Le monde occidental a développé un rapport à la guerre dénué de nuance. L’apaisement à tout prix, dont la responsabilité reviendrait aux partisans de la paix, est l’illusion que vient révéler la guerre entre le Hamas et Israël.
L’identité libertaire incarnée par l’Occident boit la tasse dans un monde où elle n’est qu’une identité parmi d’autres. La croyance qu’un monde de paix est le monde dans lequel il faut vivre, n’est pas une croyance unanime et la douleur du monde occidental à prendre acte de cette réalité lui est intime, causée par ses propres traumatismes et d’un relent d’impérialisme de l’esprit. Car si revendiquer une pensée unique sur les notions de bien et de mal relève d’une forme traditionnelle d’impérialisme, combler les lacunes profondes de compréhension du mécanisme de pensée d’une autre civilisation par auto-identification est un piège moderne dans lequel les peuples occidentaux semblent aujourd’hui s’enfoncer, à leurs risques et périls.

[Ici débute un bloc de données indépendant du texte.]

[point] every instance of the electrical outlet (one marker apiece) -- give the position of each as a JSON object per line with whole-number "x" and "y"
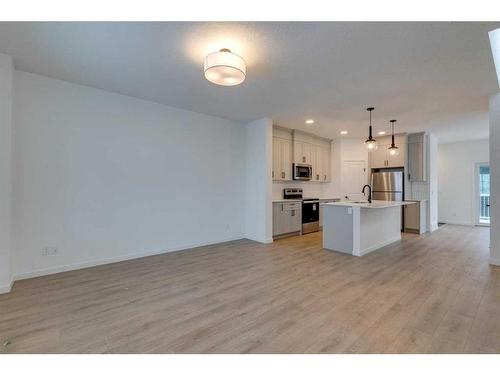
{"x": 49, "y": 251}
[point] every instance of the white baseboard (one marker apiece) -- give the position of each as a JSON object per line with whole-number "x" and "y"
{"x": 120, "y": 258}
{"x": 259, "y": 239}
{"x": 463, "y": 223}
{"x": 434, "y": 227}
{"x": 495, "y": 261}
{"x": 6, "y": 288}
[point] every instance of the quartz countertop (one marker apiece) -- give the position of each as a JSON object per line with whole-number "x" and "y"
{"x": 365, "y": 204}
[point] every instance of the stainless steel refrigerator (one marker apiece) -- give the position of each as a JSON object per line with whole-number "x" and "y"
{"x": 388, "y": 186}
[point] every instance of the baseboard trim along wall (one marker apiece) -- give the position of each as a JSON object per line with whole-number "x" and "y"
{"x": 463, "y": 223}
{"x": 121, "y": 258}
{"x": 6, "y": 288}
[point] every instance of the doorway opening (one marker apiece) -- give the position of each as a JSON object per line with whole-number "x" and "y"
{"x": 483, "y": 194}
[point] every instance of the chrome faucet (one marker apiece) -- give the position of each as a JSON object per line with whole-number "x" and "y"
{"x": 369, "y": 192}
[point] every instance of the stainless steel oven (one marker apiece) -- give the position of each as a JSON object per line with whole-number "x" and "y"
{"x": 302, "y": 171}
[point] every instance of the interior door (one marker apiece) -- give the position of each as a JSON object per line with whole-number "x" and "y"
{"x": 355, "y": 176}
{"x": 325, "y": 155}
{"x": 482, "y": 192}
{"x": 318, "y": 172}
{"x": 285, "y": 159}
{"x": 276, "y": 159}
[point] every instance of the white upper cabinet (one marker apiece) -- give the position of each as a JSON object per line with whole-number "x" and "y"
{"x": 303, "y": 148}
{"x": 302, "y": 152}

La guerre entre Israël et le Hamas éclaire d’une lumière brutale l’état du monde occidental. L’ère des réseaux sociaux où la propagation de tout et n’importe quoi se fait à la vitesse de l’éclair est le nouveau nid de sentiments violents, creusant les clivages toujours plus profondément. Certains revendiquent le désir d’unanimité, d’autres voient leurs nuances étouffées, et quelques-uns tentent de rétablir des vérités dans un contexte chaotique.
Notre perception de la guerre a changé récemment
Et tandis que le Moyen-Orient voit plutôt clair dans les idéologies qui s’y confrontent, le tumulte occidental, entre manifestations violentes, leçons données au doigt mouillé et politiques d’apaisement menant au financement du terrorisme, laisse perplexe.
D’où vient ce traumatisme lié à la guerre ? Car la guerre est inhérente à toutes les civilisations et ce n’est que très récemment que sa perception a évolué en Europe. Pendant longtemps, elle était une source de fierté, un art théorisé au cœur de l’histoire des nations. Historiquement, l’initiation d’une guerre en Europe n’a jamais servi d’autre but que celui d’étendre une idéologie à un territoire. Cette réalité a toujours été au coude à coude avec l’évolution sociale, prenant des tournants historiques avec les Lumières, Calvin, le romantisme, les Révolutions conduisant à des changements profonds de perceptions. Peu à peu, l’humain a pris la place de Dieu au centre des considérations sociales. Après les abominations de la Deuxième Guerre mondiale dont le monde européen a été acteur et témoin, celui-ci s’engage à abandonner la guerre. Épuisé par le siècle écoulé, mais aussi relativement rassasié par ses accomplissements technologiques et son accès aux ressources naturelles permis par la colonisation, le monde européen engage sa renaissance autour d’une coopération qui, puisqu’économique, se veut saine et engageante. Pour autant, la décolonisation ne se fait pas par bonté d’âme, rappelant que l’impérialisme ne s’effondre pas en un jour. Des décennies de guerres de décolonisation laisseront à l’Occident un goût de honte et de dégoût à l’origine de son traumatisme menant peu à peu à la confusion idéologique actuelle.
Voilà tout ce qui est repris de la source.